仮説検定には、2種類の誤りが生じ得ます。
1つは、帰無仮説が正しい時に帰無仮説を棄却する誤り、もう1つは、対立仮説が正しい時に帰無仮説を棄却しない誤りです。
帰無仮説が正しい時に帰無仮説を棄却する誤りを第1種過誤、対立仮説が正しい時に帰無仮説を棄却しない誤りを第2種過誤といいます。

判断 帰無仮説が正しい 対立仮説が正しい
帰無仮説を棄却 第1種過誤 正しい
帰無仮説を受容 正しい 第2種過誤

 

 Rを使って独立性の検定(カイ2乗検定)を実施

統計解析ソフトRを使って、カイ2乗検定を実施してみます。
Rのインストール方法については、ここでは省略させていただきます。

 

検定内容

ゲームのジャンルでRPGを遊んだことがある100人に「遊ぶ頻度」、「レベル上げが好きかどうか」についてアンケートをとった結果、下記のような回答結果になった場合、「遊ぶ頻度」と「レベル上げが好きかどうか」に関連性は有ると言えるかを有意水準5%で検定します。
回答は、実際のデータではありません。学習用に作成したデータです。

(1) レベル上げが好き (2) レベル上げが嫌い 合計
(A) よくRPGを遊ぶ 30 20 50
(B) RPGはあまり遊ばない 18 32 50
合計 48 52 100

 

帰無仮説と対立仮説

帰無仮説:「RPGを遊ぶ頻度」と「レベル上げが好きかどうか」は独立である(関連性はない)
対立仮説:「RPGを遊ぶ頻度」と「レベル上げが好きかどうか」は独立ではない(関連性がある)

 

ソースコード

(補足)
24行目:検定統計量 =(実際の観測値ー期待値)の2乗 / 期待値
    ※期待値:ある試行を繰り返した時に得られる実現値の平均
30行目:qchisq関数の第1引数は有意水準、第2引数は自由度を指定します。
    ※自由度:クロス集計表がm×nの場合、自由度は、(m-1)×(n-1)
34行目:chisq関数を使用してカイ2乗の実現値の算出も可能です。

 

自由度1のカイ2乗分布

 


自由度1、有意水準5%のカイ2乗分布です。カイ2乗値「3.84」の左側の面積が95%、右側の面積が5%になります。

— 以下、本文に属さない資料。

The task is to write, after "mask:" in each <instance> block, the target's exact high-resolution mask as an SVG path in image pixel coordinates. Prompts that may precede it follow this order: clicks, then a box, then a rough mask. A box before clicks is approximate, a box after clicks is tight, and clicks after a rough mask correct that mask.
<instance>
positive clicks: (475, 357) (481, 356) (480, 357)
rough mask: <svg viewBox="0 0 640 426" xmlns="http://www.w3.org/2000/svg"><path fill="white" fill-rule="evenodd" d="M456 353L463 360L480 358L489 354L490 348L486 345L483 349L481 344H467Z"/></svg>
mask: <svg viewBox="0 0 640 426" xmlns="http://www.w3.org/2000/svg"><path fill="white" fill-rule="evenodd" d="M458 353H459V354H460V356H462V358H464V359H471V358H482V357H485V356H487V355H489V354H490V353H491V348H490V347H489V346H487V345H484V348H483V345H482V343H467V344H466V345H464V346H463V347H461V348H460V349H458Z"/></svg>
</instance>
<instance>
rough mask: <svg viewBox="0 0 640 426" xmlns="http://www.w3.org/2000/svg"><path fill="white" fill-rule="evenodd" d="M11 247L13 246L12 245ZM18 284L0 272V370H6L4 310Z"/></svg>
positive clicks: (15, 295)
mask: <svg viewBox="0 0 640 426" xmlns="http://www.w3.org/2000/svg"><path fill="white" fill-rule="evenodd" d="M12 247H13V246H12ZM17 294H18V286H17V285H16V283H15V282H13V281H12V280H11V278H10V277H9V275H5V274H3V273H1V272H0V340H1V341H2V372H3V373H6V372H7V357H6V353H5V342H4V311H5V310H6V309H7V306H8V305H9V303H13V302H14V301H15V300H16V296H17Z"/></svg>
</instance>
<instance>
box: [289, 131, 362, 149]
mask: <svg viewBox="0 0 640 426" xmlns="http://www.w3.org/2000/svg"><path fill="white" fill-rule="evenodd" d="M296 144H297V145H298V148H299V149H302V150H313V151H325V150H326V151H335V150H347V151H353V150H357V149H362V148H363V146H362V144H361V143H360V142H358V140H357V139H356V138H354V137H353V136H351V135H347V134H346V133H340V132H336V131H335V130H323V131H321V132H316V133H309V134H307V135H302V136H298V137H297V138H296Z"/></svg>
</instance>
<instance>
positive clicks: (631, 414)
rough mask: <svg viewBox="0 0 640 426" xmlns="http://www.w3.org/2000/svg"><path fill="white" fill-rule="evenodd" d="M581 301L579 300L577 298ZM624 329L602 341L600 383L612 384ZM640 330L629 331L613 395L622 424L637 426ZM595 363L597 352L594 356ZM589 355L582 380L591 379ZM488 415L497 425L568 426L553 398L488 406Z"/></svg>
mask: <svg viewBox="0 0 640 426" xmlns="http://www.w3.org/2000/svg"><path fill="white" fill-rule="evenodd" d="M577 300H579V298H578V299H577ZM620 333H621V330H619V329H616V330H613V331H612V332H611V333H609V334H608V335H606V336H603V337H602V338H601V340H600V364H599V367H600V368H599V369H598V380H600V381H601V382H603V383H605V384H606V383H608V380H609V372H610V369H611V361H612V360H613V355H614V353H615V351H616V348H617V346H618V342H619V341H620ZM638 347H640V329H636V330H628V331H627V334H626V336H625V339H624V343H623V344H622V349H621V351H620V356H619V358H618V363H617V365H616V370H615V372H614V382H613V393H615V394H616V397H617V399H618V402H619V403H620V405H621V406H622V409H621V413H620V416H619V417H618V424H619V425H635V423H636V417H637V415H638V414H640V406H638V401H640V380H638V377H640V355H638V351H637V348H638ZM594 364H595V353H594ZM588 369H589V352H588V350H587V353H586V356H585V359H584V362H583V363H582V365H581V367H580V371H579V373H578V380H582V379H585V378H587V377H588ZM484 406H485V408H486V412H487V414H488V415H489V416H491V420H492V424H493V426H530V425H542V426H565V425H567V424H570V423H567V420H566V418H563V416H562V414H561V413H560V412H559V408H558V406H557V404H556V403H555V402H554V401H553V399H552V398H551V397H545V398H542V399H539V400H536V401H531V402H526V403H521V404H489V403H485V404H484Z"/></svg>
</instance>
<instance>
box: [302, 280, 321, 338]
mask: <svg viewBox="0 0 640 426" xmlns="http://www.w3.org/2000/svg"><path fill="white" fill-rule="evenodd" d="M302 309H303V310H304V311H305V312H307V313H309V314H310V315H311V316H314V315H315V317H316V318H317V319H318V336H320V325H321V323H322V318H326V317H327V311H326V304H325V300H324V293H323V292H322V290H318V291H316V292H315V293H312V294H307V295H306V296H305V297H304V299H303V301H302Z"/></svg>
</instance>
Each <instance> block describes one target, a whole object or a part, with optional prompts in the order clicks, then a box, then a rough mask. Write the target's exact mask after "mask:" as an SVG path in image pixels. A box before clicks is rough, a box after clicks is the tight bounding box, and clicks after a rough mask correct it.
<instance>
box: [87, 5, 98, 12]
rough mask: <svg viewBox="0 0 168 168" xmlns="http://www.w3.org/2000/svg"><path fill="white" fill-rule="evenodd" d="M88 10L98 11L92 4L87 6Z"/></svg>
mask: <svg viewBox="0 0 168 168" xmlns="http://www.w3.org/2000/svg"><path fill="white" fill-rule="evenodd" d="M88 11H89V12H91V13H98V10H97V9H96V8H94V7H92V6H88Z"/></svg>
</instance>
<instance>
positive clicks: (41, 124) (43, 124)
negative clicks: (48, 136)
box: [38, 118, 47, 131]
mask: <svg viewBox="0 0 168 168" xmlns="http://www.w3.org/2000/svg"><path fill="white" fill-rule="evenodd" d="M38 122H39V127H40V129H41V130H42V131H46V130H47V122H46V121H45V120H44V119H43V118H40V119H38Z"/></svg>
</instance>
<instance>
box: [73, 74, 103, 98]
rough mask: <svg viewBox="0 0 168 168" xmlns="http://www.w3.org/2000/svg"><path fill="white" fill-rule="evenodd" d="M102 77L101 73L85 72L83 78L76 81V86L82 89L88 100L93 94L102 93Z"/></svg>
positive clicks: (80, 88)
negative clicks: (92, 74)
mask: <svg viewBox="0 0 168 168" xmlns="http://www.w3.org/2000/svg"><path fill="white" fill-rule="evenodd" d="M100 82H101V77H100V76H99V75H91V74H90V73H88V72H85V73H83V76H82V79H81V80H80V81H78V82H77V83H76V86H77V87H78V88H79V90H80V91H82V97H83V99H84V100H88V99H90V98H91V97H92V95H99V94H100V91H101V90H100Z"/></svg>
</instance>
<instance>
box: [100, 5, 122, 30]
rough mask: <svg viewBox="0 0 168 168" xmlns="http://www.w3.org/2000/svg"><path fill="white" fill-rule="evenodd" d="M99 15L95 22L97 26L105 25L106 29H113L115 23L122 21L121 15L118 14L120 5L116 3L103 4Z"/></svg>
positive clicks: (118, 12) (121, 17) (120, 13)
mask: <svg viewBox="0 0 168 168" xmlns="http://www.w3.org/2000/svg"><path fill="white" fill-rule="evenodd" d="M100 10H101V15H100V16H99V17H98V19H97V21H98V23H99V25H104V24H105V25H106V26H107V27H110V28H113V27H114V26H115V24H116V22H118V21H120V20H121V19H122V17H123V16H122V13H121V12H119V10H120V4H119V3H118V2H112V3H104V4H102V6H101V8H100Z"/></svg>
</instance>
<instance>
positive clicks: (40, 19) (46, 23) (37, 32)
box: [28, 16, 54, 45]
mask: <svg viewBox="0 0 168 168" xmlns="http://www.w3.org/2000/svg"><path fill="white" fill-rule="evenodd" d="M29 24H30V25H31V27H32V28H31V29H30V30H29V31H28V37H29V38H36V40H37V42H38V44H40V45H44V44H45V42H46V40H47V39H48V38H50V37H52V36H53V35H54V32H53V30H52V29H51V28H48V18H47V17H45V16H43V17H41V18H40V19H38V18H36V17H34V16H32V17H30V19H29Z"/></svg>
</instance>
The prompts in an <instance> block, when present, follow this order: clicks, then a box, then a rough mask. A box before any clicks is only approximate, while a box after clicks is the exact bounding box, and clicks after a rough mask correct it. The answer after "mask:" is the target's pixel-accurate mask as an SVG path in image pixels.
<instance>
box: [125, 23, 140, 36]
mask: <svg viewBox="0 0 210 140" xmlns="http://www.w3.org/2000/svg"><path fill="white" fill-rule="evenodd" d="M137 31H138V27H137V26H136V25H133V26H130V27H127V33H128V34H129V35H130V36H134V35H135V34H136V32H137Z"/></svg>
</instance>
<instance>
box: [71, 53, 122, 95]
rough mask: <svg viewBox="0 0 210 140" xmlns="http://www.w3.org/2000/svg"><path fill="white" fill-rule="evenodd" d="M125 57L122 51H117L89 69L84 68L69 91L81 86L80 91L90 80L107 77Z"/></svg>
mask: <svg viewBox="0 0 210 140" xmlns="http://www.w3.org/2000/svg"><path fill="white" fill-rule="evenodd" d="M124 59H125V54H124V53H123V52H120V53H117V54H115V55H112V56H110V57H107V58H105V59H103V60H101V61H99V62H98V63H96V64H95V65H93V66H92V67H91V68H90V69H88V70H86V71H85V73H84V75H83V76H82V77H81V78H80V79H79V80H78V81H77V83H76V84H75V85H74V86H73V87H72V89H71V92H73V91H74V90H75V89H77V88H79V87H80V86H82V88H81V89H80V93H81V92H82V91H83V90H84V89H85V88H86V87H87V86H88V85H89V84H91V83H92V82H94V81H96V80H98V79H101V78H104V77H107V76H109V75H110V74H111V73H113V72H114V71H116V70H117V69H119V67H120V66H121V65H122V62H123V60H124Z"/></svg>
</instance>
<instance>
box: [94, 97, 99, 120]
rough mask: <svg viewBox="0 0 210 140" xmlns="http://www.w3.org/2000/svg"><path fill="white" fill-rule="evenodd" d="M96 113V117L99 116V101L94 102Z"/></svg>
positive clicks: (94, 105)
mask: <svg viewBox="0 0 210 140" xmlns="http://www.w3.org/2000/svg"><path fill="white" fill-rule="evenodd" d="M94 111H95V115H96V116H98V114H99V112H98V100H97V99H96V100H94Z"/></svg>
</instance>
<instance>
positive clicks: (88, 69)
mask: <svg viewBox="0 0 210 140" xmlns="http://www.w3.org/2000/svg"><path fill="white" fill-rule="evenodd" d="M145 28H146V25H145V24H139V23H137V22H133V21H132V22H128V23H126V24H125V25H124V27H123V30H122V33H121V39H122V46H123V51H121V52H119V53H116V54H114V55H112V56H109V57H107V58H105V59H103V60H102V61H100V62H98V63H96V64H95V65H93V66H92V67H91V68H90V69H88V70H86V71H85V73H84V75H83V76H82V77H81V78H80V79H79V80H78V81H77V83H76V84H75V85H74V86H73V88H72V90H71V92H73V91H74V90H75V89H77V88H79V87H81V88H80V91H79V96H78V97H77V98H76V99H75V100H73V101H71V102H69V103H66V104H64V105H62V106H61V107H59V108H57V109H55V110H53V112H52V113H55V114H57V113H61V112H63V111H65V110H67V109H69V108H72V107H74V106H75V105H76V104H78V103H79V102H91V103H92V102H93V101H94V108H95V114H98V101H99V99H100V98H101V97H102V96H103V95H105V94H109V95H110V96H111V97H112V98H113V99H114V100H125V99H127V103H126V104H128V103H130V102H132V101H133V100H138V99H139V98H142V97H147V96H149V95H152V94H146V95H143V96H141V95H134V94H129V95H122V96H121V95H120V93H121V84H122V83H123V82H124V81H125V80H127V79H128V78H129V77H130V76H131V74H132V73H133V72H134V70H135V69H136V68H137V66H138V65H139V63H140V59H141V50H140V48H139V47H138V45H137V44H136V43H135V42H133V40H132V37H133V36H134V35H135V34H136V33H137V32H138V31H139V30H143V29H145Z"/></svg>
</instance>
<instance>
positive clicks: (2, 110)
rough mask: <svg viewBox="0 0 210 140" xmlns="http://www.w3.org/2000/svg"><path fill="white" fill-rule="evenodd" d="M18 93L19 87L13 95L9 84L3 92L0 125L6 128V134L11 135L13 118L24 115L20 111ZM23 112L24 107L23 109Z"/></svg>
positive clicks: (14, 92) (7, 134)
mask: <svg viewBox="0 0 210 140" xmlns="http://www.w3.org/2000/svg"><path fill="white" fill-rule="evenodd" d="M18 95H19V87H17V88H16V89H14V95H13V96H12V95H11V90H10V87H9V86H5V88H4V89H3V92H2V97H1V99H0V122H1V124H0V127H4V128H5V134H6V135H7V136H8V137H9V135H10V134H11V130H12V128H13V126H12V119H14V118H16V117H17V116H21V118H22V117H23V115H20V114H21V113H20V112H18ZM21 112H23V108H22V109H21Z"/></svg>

検定統計量の実現値と「3.84」を比較して結論を出します。
検定統計量の実現値が「3.84」よりも大きい場合は、「5%よりも小さい確率で起こる(稀にしか起こらない)」ということになります。

chisq関数の結果

 

結果

検定統計量の実現値「5.77」は、有位水準5%のカイ2乗値「3.84」より大きいので、帰無仮説を棄却し、対立仮説を採択します。
したがって、「RPGを遊ぶ頻度」と「レベル上げが好きかどうか」には、関連性があるという結論になります。

 

まとめ

今回は統計的仮説検定で用いる検定法の1つである「カイ2乗検定」について統計解析ソフトRを使用して学習しました。
当たり前ですが、データを分析する場合、主観に頼らず統計的に判断することが大切です。
統計解析ソフトRは、大変便利なデータマイニングツールなので、これからも利用していきたいと思います。